The successes in the streaming sector come at the expense of the industry loser, paid TV cable, satellite providers, and multiplex theaters, who have relinquished over 100 million U.S. households to streaming since 2019, a loss which is expected to continue even further in the next five years. With the shift in fortunes expected to continue, streaming service leaders are tightening up operations to stem off the incursion of new industry competitors. But staying on top of any competitive field of endeavor is not easy or certain for any market player no matter the size of the advantage.

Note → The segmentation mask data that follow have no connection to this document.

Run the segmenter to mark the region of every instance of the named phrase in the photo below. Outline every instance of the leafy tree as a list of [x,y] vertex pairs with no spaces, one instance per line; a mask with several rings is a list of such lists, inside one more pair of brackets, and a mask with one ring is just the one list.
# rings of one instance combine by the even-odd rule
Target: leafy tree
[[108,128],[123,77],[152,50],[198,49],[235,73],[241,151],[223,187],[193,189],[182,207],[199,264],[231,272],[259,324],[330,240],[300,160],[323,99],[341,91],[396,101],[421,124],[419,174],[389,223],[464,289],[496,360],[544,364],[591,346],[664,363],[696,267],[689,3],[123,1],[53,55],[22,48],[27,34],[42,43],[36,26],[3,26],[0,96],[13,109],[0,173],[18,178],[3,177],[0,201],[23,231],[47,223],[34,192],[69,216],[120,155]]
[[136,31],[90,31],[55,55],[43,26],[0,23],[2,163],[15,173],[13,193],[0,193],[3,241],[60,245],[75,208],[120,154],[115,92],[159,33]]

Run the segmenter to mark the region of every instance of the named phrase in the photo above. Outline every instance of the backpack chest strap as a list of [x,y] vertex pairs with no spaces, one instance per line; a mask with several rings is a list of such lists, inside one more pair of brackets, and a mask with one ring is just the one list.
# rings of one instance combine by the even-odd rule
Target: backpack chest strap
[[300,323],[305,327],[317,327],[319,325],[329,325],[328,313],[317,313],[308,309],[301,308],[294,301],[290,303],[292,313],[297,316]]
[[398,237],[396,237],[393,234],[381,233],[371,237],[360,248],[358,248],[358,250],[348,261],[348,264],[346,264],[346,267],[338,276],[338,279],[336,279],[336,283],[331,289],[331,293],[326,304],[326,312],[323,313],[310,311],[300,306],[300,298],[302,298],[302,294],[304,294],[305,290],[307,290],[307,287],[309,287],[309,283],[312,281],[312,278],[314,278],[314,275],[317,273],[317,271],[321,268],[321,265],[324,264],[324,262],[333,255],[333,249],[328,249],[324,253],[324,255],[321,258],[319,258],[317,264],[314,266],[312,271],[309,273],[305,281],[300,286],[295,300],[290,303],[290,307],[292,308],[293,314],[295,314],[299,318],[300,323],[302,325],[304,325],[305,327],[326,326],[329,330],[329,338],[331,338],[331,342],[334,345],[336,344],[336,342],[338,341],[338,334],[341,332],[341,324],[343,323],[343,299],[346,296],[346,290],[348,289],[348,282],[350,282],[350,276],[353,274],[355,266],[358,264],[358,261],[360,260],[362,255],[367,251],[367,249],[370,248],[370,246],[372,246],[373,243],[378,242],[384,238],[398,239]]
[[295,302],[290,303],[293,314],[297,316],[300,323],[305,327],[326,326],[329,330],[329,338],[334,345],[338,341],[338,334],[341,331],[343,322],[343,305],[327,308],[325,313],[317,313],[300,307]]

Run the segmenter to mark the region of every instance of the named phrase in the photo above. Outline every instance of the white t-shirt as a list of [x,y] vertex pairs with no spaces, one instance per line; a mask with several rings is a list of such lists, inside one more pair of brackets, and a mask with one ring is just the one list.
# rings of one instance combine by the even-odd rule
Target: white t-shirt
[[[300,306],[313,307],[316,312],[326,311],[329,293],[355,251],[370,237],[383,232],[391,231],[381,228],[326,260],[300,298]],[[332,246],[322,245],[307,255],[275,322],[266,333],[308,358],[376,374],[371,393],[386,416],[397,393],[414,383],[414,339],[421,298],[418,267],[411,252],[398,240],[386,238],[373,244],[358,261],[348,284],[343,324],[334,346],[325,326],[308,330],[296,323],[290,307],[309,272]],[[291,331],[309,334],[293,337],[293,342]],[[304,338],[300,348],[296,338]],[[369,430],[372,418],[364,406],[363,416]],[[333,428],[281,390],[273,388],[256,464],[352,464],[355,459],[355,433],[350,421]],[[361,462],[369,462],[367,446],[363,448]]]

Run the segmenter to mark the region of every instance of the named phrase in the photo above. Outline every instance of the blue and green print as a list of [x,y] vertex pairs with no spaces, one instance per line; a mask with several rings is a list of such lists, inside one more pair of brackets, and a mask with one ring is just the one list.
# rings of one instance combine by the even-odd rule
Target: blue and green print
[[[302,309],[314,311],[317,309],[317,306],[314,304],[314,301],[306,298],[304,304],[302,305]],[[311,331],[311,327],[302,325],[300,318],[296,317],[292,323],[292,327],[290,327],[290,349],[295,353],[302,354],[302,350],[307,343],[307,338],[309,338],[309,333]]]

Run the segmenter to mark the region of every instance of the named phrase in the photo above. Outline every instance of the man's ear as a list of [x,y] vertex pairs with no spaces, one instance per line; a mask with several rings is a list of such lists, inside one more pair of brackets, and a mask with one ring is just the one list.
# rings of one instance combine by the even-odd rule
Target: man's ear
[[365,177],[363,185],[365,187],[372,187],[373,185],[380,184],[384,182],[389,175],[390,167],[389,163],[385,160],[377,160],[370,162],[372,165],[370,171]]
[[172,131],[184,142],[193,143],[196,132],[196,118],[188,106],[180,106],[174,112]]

Netflix is focusing on fulfilling customers’ demand for new content and expanding efforts to produce new original content in hopes to keep the 200 million subscribers tuned in as they initiate an unpopular crackdown on password sharing, a practice where a paid subscriber shares the membership benefits with other non-subscribers outside the home. But the targeting of members who share passwords may come with the risk of increasing the momentum of new competitors. “We believe that any broad crackdown on password sharing could revive past pricing sensitivity concerns for likely marginal users, even though recent Netflix price increases have been readily absorbed by its base,” says Benchmark analyst Matthew Harrigan. It is clear that the streaming giants are not standing still and basking in the unprecedented success thrust upon them by a hundred-year crisis.
The absolute that an individual’s market success will beget increased attention and new market entrants are being realized as the pandemic subsides. As always in a competitive environment, challengers will impact a leader’s market share by providing improved quality and lower prices. Current market leaders will need to pay close attention to the trends in emerging technology and remain customer-centric in long-term strategies in order to remain at the top of the list of pandemic survivors.